Visiting the atmospheric Bective Abbey Ruins
Bective Abbey is a Cistercian abbey ruin on the River Boyne in County Meath. It was founded in 1147 but apparently, most of the ruins date to the 15th century. The ruins include a 13th-century church, a 15th-century cloister and a 16th-century tower. It was considered a “daughter house” to Mellifont Abbey.
Bective Abbey was built by Murchadh O’ Melaghin, King of Meath, for the Cistercians, and was dedicated to the Blessed Virgin. It was an abbey of some importance as the Abbot was a spiritual lord and sat in the Parliament of the Pale.
Murchadh O Melaghlin’s territory stretched from the midlands to the east coast and he reigned for forty-seven years.
When the Anglo-Norman lord Hugh de Lacy, Lord of Meath, was killed in 1195 his body was buried in Bective but his head was brought to St Thomas’s Abbey, Dublin. The two monasteries fell out over who had the right to de Lacy’s remains until the Bishop of Meath intervened in 1205 in favour of St Thomas’s. The Abbots of Bective were involved in disputes with other Cistercian houses such as Mellifont, Co. Meath and Jerpoint, Co. Kilkenny.
Archaeologists discovered heraldic floor tiles at Bective that bore the arms of Gearoid Mór Fitzgerald, 8th earl of Kildare, and they believe that the early 16th century renovations were done under his ownership of Bective.
Why visit Bective Abbey?
The drive to Bective from Dublin is just under an hour and it is an example of an Abbey that reveals much of Irish history throughout time. The earliest ruins are plain and austere and the later additions in the late 15th century are much more ornate. The tower house built at this time indicates the status of the Abbot who lived there. During the Dissolution of the Monasteries, the Abbey became a private estate and dormer windows were added along with elegant chimney stacks and finer living quarters.
In 1386 men of Irish birth were barred from entering any monasteries and so the community that populated Bective Abbey were Anglo-Norman.
The cloister which is a covered walkway used for prayer and reflection and the buildings used by the monks for everyday life was re-built in the 15th century.
A large defensive tower was built above the south range of the abbey in the 15th century, a reflection of troubled times in the English Pale. After Bective Abbey and it’s 1600 acres of land was confiscated in 1536, as part-of the campaign by Henry VIII to control the wealth and power of the church, the complex was converted into a great mansion with the insertion new fireplaces, chimneys and large stone windows.

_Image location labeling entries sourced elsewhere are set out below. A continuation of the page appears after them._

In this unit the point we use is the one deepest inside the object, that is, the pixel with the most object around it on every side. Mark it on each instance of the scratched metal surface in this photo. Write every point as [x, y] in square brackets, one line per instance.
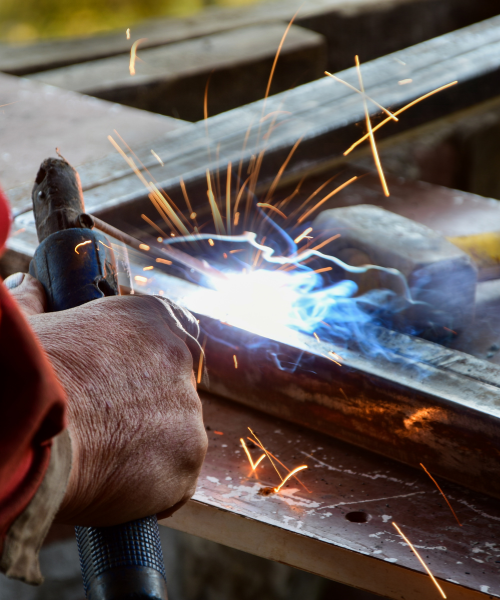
[344, 479]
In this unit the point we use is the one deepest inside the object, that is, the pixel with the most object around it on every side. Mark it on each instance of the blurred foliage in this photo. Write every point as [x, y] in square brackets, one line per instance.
[31, 20]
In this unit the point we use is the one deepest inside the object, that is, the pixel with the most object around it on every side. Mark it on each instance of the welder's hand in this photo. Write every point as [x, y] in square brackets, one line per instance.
[134, 416]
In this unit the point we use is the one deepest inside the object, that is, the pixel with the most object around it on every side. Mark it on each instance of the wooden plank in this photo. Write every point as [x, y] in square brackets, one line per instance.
[171, 80]
[311, 531]
[350, 26]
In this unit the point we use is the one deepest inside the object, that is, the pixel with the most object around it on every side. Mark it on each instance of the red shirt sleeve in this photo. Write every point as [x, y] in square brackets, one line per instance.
[32, 405]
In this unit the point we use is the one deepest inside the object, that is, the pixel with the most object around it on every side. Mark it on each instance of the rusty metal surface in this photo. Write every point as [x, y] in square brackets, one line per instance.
[343, 479]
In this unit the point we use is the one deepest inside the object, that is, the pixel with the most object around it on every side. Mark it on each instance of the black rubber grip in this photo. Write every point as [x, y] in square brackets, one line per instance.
[106, 553]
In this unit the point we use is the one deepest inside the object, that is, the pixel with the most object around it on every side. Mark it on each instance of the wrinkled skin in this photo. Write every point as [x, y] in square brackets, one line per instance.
[134, 416]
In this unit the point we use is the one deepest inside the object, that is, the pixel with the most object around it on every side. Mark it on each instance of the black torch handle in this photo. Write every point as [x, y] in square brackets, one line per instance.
[76, 265]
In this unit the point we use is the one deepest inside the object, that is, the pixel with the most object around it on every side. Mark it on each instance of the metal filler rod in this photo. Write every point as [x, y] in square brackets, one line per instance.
[75, 265]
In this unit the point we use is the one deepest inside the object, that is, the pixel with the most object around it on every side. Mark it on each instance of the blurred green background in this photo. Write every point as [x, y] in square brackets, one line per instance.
[30, 20]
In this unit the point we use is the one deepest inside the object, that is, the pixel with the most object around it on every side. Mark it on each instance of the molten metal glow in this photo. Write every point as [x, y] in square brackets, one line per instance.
[442, 494]
[291, 474]
[376, 157]
[82, 244]
[302, 235]
[420, 559]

Together with nearby Trim Castle, Bective Abbey was used as a location during the shooting of Mel Gibson’s 1995 historical action-drama movie Braveheart, the Cloister was used for the scene with the Princess and her maid.
The remains that are now visible at the Abbey date mainly from the 13th to 15th centuries. They include the church, chapter house and cloister. The cloister ruins are particularly well-preserved and feature pointed, gothic arches typical of Cistercian architecture.

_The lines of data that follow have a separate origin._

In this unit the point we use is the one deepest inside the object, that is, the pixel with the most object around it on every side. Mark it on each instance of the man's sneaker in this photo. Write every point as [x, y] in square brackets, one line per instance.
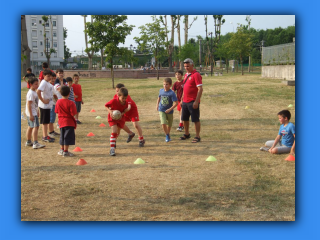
[112, 152]
[28, 144]
[130, 137]
[264, 149]
[52, 135]
[47, 139]
[67, 154]
[37, 145]
[141, 143]
[180, 129]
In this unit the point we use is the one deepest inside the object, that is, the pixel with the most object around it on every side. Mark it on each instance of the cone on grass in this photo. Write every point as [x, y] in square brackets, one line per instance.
[77, 149]
[211, 159]
[139, 161]
[81, 162]
[290, 158]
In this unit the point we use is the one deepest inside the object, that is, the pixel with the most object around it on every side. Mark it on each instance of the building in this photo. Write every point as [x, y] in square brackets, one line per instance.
[36, 42]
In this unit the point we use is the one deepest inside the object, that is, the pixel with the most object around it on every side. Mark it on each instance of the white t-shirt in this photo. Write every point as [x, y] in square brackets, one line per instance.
[32, 96]
[46, 89]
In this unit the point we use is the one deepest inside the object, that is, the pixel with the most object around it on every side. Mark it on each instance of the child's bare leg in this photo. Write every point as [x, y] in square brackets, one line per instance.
[29, 132]
[165, 128]
[139, 129]
[44, 130]
[35, 133]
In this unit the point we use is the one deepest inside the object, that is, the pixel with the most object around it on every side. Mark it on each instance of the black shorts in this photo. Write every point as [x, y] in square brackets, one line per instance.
[67, 136]
[78, 105]
[44, 116]
[187, 111]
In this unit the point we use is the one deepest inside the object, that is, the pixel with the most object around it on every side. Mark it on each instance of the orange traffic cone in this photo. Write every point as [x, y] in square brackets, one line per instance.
[290, 158]
[77, 149]
[81, 162]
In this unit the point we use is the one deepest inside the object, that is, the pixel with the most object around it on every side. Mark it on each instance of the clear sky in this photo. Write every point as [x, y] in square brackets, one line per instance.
[75, 26]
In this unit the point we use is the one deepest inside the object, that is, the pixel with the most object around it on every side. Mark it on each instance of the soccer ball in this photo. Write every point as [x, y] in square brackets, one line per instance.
[116, 114]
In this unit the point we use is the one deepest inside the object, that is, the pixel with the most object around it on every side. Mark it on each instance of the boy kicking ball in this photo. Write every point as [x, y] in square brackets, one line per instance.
[285, 141]
[121, 105]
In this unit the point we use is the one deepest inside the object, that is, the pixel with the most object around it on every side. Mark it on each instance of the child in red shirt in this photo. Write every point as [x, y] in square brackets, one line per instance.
[131, 115]
[121, 105]
[66, 110]
[77, 91]
[178, 86]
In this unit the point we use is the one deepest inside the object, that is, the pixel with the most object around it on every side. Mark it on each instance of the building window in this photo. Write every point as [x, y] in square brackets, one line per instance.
[34, 33]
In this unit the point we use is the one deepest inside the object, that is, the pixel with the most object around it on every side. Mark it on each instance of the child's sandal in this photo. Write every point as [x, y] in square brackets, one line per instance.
[184, 137]
[196, 139]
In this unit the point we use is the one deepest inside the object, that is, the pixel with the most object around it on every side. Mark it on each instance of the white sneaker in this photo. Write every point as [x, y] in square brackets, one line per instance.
[38, 145]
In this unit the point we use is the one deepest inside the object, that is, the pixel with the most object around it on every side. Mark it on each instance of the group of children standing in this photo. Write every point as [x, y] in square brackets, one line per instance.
[52, 96]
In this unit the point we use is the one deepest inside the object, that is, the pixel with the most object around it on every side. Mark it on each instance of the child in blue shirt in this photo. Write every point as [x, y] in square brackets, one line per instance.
[285, 141]
[166, 102]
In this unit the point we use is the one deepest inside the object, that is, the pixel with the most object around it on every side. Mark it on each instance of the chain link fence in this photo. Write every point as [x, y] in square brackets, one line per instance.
[279, 54]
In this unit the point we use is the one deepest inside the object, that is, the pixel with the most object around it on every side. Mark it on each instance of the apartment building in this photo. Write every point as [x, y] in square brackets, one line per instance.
[36, 41]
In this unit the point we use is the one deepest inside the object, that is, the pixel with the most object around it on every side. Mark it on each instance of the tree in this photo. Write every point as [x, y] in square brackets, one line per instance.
[46, 44]
[240, 44]
[107, 32]
[67, 53]
[152, 38]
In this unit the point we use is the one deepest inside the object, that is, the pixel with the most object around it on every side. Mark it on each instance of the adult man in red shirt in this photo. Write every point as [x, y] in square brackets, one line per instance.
[192, 91]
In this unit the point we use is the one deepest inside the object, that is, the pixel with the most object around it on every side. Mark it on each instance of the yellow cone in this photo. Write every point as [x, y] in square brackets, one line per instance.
[211, 159]
[139, 161]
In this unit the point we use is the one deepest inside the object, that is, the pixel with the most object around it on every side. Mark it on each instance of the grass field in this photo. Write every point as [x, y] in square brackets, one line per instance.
[176, 183]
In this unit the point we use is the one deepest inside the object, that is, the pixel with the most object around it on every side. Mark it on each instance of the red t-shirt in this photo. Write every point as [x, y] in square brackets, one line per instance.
[177, 86]
[66, 110]
[114, 104]
[134, 109]
[190, 88]
[77, 91]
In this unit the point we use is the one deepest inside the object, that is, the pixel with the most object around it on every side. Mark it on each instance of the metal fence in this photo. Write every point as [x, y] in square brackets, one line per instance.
[279, 54]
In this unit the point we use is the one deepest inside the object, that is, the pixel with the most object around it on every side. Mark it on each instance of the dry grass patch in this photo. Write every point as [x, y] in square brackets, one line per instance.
[176, 183]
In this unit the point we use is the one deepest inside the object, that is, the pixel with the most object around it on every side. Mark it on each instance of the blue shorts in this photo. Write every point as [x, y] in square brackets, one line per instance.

Sadly nothing remains of the early 12th-century monastic buildings the earliest stoneworks include 5 bays on the south arcade and dates to 1274. The cloisters are however beautifully preserved and a trip to Bective Abbey in the beautiful surroundings of County Meath are well worth a visit.
Gold Coffin of Bective Abbey
Legend has it that there is a golden coffin hidden with Bective Abbey. The stories say that an old man named Andy Gossan knew where it was buried. When he died he told the secret to his sister Ann and when she died the secret was passed to Father Morrissy who was a local priest in Kilmessan. Sadly Father Morrissy took that secret to his grave in 1927.
Another story tells the tale of a man called Downes who hailed from Navan. When he emigrated to America he had a dream of gold being buried in an old Abbey ruin. He returned to Ireland and attempted to find the gold at Bective Abbey, but no-one knows if he found the gold and returned to America as he was never seen again.
Have you been to Bective Abbey yet? Did you dream of the gold buried there?